4. **Ensure the following dependencies are included in `requirements.txt`**:
```txt
pandas
streamlit
matplotlib
plotly
numpy
openpyxl
```

## Prerequisites

Before running DataLens, make sure you have the following prerequisites:

- Python 3.12 or higher
- Conda (or virtual environment)
- Required libraries (`pandas`, `streamlit`, `matplotlib`, `plotly`, `numpy`, `openpyxl`)

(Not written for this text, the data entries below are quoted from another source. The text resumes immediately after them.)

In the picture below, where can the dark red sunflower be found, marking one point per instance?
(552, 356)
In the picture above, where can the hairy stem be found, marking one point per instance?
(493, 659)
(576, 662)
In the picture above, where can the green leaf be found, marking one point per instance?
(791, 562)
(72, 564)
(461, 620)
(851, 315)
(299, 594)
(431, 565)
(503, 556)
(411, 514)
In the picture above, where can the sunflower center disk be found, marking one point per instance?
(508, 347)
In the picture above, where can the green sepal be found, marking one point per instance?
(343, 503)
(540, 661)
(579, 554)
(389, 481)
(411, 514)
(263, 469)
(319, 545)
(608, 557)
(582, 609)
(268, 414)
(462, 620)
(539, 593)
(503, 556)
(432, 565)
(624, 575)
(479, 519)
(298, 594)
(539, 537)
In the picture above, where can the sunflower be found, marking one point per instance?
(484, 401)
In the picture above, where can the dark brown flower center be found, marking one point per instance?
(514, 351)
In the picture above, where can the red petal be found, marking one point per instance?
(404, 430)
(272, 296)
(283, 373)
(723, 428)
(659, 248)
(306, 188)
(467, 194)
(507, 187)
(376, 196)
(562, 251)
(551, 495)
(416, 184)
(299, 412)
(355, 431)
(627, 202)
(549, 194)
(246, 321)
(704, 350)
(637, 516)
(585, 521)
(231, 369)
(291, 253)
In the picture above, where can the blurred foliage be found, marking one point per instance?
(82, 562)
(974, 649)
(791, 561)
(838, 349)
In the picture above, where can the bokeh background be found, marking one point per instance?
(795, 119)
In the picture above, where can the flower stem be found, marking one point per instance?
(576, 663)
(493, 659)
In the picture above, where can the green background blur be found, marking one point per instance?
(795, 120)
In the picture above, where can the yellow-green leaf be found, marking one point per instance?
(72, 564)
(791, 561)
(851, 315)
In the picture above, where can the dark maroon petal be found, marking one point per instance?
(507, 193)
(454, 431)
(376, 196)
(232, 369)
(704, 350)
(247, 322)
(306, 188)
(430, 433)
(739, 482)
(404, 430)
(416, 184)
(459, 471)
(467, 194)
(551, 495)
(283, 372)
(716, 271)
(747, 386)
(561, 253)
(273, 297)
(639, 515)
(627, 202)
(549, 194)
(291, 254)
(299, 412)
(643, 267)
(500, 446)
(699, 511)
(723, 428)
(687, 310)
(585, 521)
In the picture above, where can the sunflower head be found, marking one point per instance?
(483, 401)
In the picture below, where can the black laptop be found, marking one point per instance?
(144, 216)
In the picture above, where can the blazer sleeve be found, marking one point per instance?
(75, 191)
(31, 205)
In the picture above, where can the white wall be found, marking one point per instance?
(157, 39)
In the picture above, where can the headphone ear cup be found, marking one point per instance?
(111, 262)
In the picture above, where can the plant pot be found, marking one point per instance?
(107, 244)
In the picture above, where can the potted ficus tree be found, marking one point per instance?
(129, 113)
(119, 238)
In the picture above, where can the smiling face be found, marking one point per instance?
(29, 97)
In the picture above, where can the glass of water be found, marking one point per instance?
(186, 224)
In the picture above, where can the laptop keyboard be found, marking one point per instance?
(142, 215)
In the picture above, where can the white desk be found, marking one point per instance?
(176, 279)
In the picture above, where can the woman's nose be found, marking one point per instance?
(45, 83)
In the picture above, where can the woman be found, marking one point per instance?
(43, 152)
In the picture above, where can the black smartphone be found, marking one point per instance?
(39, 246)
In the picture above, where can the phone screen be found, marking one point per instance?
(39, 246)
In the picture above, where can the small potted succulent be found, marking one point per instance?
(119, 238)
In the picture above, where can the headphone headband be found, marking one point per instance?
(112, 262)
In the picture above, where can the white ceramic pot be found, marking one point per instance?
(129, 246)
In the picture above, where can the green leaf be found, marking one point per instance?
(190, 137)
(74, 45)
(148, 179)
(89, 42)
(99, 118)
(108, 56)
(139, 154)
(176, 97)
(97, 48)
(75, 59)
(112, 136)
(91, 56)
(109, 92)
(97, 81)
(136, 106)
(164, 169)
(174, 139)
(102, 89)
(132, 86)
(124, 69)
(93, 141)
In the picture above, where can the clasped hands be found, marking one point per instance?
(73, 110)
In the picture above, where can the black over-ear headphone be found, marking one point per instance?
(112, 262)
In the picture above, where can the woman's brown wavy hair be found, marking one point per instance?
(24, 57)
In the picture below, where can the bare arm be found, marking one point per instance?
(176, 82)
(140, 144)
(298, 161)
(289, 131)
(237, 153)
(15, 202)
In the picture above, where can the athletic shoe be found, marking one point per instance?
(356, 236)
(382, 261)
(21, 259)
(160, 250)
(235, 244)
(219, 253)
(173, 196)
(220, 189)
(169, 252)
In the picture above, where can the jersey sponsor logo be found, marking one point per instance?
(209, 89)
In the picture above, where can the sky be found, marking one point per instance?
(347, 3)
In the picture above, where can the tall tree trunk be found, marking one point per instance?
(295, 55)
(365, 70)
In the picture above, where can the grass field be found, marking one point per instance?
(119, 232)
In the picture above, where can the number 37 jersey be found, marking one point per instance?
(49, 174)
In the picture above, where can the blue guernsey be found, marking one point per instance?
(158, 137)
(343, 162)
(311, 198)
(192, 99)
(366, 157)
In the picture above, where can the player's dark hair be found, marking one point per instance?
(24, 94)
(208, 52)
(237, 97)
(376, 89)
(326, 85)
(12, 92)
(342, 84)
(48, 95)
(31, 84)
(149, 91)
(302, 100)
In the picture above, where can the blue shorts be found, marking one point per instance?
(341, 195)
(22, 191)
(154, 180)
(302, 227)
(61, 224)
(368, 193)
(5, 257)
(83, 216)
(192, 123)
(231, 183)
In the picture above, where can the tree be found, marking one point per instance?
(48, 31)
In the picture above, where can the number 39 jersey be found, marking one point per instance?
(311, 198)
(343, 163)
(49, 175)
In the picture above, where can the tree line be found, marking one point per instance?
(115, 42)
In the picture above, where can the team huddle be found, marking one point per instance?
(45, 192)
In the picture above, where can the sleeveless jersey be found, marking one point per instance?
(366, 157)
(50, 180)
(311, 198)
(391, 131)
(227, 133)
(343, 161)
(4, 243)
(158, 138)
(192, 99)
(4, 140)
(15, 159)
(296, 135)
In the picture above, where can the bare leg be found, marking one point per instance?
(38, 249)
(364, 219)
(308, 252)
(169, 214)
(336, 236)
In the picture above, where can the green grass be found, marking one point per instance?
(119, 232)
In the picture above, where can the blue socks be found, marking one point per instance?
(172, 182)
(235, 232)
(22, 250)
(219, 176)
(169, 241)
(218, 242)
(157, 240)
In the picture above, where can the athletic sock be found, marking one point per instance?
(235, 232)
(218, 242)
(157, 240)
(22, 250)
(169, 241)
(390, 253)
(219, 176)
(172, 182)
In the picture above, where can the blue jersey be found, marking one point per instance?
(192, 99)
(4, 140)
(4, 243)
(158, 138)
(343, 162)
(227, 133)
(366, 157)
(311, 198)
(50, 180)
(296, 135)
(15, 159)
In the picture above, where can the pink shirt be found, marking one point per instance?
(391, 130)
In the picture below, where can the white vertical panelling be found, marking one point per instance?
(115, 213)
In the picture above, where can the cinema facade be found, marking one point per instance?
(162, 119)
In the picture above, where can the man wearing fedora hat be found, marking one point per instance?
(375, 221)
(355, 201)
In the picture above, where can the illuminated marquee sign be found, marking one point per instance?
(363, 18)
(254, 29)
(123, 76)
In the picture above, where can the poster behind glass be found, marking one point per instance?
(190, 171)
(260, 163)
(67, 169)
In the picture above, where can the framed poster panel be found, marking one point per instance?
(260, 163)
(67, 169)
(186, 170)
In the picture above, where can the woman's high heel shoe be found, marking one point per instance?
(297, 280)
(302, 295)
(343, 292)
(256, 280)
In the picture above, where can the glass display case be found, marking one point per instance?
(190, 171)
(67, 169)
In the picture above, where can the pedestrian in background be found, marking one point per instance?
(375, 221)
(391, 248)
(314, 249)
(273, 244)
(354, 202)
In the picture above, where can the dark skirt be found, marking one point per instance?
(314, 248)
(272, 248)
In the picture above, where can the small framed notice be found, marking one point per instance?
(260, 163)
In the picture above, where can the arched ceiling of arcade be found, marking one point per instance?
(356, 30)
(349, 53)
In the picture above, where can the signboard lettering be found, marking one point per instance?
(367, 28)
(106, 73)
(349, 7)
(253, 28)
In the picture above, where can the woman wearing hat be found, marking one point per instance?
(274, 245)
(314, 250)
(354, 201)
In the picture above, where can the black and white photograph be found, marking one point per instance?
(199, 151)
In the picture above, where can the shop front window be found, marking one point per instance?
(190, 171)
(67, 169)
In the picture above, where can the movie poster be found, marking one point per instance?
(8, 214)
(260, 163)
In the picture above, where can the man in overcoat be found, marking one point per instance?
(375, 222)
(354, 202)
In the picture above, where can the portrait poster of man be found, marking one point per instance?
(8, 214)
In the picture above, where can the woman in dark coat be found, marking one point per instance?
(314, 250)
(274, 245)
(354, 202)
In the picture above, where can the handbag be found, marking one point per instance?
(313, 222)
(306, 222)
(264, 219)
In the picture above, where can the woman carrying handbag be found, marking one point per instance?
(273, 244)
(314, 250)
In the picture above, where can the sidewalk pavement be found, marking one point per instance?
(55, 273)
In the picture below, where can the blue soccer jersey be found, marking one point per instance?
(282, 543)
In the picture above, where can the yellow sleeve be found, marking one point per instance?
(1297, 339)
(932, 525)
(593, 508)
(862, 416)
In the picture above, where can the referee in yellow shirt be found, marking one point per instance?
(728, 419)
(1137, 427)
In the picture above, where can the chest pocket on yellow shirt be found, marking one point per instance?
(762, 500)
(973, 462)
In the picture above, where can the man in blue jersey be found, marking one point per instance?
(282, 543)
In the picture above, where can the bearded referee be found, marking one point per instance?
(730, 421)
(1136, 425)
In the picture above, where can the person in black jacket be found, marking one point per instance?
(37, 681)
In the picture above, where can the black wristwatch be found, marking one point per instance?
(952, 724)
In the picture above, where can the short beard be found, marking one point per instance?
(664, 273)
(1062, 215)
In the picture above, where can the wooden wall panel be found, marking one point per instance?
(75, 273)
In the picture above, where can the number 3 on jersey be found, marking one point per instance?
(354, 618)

To set up the environment using Conda and install dependencies from the `requirements.txt` file, use the following command:

```bash
conda create --name datalens-env python=3.12
conda activate datalens-env
pip install -r requirements.txt
```
## Run the App
Start the app by running the following command:

```bash
streamlit run app/app.py
```
The app will launch in your browser at http://localhost:8501.

## Usage
- **Upload your dataset:** Click the "Upload your CSV/Excel file" button to upload your dataset.
- **Data Cleaning:** Toggle the option to remove duplicates if needed.
- **Visualizations:** After selecting a column for analysis, DataLens will generate visualizations (e.g., bar charts, histograms, time series, etc.).
- **Text Analysis:** For text-based columns, DataLens will analyze the most frequent words and display them.

## Project Structure
The project is organized as follows:

```tree
datalens/
├── app/
│ ├── app.py # Main Streamlit app file
│ ├── utils.py # Utility for displaying HTML content
│ └── app.html # HTML content for the app's interface
├── requirements.txt # List of project dependencies
├── LICENSE # MIT License
├── .gitignore # Specifies files and directories to be ignored by Git
├── src/
│ ├── data_processing.py # Functions for loading, cleaning, and summarizing data
│ ├── data_insights.py # Functions to generate statistics and insights from data
│ ├── text_analysis.py # Functions for text analysis (e.g., most common words)
│ └── visualization.py # Functions for generating charts and visualizations
└── README.md # Project documentation (this file)
```

## Contributing
Welcome your contributions to DataLens! If you would like to contribute, please fork the repository, create a new branch, and submit a pull request with your changes.

## License
DataLens is open-source software licensed under the MIT License. See the [LICENSE](LICENSE) file for more information.

## Acknowledgments
**Logo:** The logo image used in this project was sourced from [Weasyl](https://cdn.weasyl.com/~ley/submissions/524374/ca8423f69f9347a4943e373d5a2bf3cdede228ea8347e1fefcef0ef700934df2/ley-camera-lens-illustrator.png).

**Libraries Used:**
- Streamlit for the app interface.
- Pandas for data manipulation.
- Matplotlib and Plotly for visualizations.